Myers wants end to supply chain "madness"

Myers wants end to supply chain "madness"

Waterstone's m.d. Dominic Myers has called for a streamlining of the supply chain, claiming the current system is slashing £150m off margins and is "madness".

Speaking during the "Question Time with the Retailers" panel at last week's Independent Publishers Guild conference, Myers said the industry needed to make changes to its "static" distribution model. He said: "There's an excess of supply chain infrastructure. Given the physical book market will only go in one direction, that situation hasn't got any better. In fact, it's gone completely static."

He continued: "My calculation is that there is 3.7 million square feet of book distribution space [in the UK]. We have 150,000 of that in our hub. If we need that for one-quarter of the book market, why do we need 3.7 million square feet of space in total? You take an average cost per square foot of £50 for that space, it's actually gone up to £150m that the book industry is now subsidising in one way or another, and that feeds through in terms of the margins that you generate and we generate."

Myers made the comments during the panel discussion on discounts in the industry, and said: "Why are we talking about discounts when there are large costs in our industry about which we are doing precisely zip? Look at this panel. We have a shed, as do Smiths and Amazon. It's madness. As an industry we need to do something about it and quick."

Also on the panel was Blackwell's c.e.o. Andrew Hutchings, W H Smith senior trading controller Toby Keir, Amazon books category director John Gahagan, Foyles c.e.o. Sam Husain and Patrick Neale, co-owner of independent Jaffé & Neale.

Questioned about the ideal returns rate, Myers said: "Returns should be much, much lower than what we have currently," adding: "Our desire is to have returns significantly lower. Last week it was 12% but it should be in single digits. We're recycling around 20% of returns through the hub." Explaining the reasons why returns can be large, Myers said: "The reason why stock is coming back is because it's the wrong stock that has been ordered, or in the wrong ­volume. Some of those titles are no longer justified space." Keir largely supported Myers' viewpoint on returns, and said: "Returns are getting better but from quite a high starting point. How we solve that conflict is a big issue for us."

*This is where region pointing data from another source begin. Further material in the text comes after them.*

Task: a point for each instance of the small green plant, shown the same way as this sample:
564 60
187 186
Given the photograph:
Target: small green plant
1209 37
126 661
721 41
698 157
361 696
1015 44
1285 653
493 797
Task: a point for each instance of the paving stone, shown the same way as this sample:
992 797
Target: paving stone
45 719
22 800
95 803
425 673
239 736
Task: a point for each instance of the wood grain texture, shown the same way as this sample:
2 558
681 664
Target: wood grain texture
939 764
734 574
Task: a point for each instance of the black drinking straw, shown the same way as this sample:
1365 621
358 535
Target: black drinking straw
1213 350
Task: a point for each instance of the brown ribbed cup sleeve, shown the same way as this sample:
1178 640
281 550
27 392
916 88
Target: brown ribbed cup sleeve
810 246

However, Blackwell's Hutchings disagreed with Myers' single-digit stance, saying a decent rate of returns would be 10% to 15%. He said: "If we have to get to a point where the returns rate is so low then it means we are not taking enough risks, or getting behind new titles we début."

Amazon's Gahagan said the internet retailer's returns rate was "at a lower level naturally",­ but it wanted to improve on this as well as focusing on increasing availability.

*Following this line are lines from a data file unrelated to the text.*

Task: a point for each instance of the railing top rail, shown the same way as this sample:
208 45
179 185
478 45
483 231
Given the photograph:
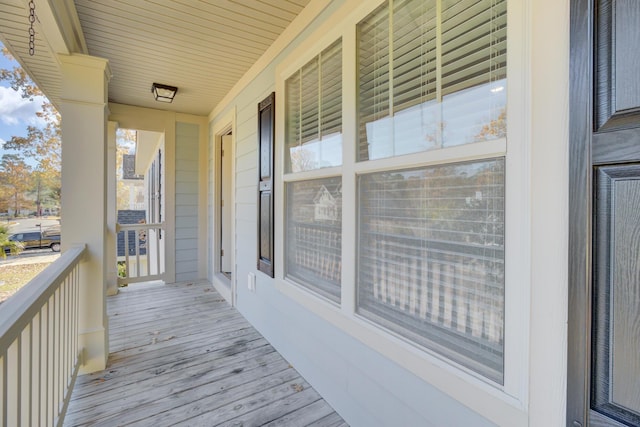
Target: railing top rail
24 305
140 226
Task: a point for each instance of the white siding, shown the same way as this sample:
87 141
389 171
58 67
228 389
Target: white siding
364 386
186 201
210 192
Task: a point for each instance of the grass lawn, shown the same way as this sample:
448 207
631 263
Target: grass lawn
13 277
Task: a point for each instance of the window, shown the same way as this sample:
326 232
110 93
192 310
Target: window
435 79
431 258
313 141
314 113
412 184
432 75
314 235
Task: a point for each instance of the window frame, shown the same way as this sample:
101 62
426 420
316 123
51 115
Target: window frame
504 404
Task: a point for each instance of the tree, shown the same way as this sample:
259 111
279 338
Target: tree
13 247
15 175
42 144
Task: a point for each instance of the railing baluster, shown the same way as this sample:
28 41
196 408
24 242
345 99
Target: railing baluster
39 347
127 271
3 388
134 270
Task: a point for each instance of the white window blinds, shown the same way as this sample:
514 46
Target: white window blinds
314 113
431 74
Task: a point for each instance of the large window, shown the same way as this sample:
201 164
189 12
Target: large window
314 113
412 184
431 258
313 141
314 235
432 75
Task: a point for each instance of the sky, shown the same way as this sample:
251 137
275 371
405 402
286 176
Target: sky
16 113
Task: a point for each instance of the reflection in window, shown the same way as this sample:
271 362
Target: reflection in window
416 95
314 235
431 258
314 113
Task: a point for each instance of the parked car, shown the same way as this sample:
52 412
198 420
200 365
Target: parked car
38 239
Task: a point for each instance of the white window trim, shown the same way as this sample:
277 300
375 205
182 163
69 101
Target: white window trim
504 405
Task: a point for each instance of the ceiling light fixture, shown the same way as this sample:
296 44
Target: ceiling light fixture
163 93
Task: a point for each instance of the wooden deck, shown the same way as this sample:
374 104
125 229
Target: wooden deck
180 355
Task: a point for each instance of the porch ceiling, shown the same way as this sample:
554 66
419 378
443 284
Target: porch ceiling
202 47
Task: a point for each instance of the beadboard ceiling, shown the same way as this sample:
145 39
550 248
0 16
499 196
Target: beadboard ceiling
202 47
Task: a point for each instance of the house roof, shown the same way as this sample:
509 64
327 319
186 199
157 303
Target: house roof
202 47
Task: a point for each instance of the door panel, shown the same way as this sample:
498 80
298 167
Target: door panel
604 260
616 310
617 87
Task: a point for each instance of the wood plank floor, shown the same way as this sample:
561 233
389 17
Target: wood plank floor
180 355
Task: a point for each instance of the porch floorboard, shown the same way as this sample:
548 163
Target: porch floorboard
180 355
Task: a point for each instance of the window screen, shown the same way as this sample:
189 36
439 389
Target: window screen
431 258
314 235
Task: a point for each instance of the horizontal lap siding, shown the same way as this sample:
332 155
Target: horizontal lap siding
186 201
364 387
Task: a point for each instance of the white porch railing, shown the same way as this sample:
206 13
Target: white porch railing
39 354
143 257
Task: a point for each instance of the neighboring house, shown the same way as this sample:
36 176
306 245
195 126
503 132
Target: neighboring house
130 217
416 201
133 182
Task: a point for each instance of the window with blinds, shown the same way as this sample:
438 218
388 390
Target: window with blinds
432 74
314 113
314 235
431 258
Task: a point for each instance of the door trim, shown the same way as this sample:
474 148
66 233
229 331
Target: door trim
580 211
227 288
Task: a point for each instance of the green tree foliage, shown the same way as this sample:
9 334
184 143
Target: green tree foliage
42 144
5 243
15 176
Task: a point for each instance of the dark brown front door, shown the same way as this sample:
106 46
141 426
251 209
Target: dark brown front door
604 298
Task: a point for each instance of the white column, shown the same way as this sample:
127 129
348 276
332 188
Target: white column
84 193
112 213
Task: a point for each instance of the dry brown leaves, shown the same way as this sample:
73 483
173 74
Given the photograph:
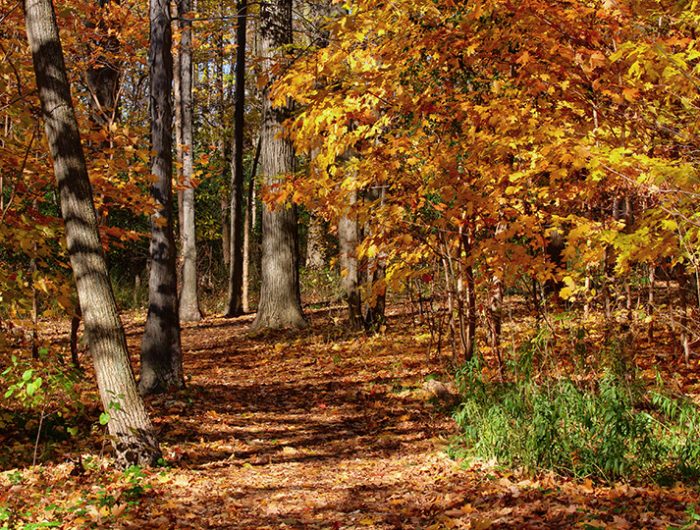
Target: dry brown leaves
330 429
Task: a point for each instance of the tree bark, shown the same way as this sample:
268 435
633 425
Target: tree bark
315 247
177 95
249 229
129 425
235 284
161 353
103 74
348 237
189 301
280 301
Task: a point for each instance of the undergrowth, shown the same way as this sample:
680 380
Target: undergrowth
605 429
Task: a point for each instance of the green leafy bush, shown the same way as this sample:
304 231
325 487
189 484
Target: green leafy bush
607 429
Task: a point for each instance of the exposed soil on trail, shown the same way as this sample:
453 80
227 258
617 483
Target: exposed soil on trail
330 429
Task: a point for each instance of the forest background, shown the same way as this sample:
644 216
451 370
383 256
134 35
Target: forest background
517 181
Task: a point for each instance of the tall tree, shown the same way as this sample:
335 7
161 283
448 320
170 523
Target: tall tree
235 286
189 302
280 303
132 433
348 237
161 353
104 71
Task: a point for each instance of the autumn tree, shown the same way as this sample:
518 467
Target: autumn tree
133 436
280 304
161 352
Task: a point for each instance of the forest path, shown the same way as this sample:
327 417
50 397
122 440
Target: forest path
321 428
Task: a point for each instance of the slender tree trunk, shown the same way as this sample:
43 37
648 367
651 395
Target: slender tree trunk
315 255
249 230
280 301
161 353
348 237
224 149
131 430
189 301
103 73
235 285
177 107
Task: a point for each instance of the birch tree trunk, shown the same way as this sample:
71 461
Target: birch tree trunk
280 301
348 236
235 285
161 353
189 301
132 434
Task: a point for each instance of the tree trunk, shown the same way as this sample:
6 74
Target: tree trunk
235 284
177 107
131 430
189 302
280 301
223 147
103 74
161 354
349 269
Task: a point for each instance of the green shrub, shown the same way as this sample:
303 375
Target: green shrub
607 429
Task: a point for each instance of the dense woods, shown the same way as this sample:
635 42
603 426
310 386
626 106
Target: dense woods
408 264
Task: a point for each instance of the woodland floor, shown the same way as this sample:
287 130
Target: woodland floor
319 429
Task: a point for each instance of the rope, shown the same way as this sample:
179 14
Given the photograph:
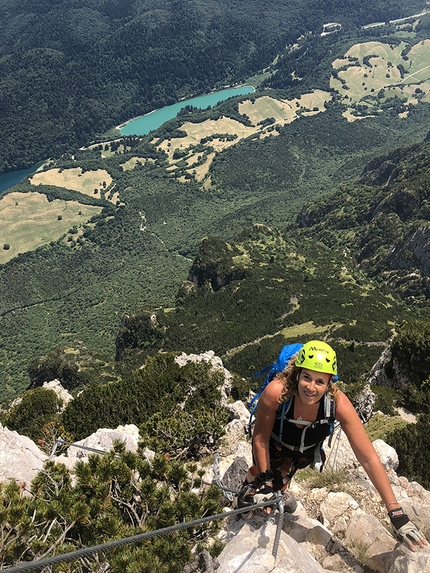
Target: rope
279 524
66 557
334 450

Reacting to the panel's comments, Osprey Publishing m.d. Rebecca Smart said talks lately with Waterstone's on returns had been about balancing cost and display, and said: "We are finding them [Waterstone's] really, really supportive at the moment, more so than ever."

Myriad Editions m.d. Candida Lacey said it was "so hard to cope with returns". She said: "I just feel they should be more realistic [with orders] . . . [Myers] said he was aiming for single figures and that's about right, I would much prefer to see it lower."

However, Steve Connolly, New Holland m.d., said "very cautious frontlist ordering has been more of a problem than returns".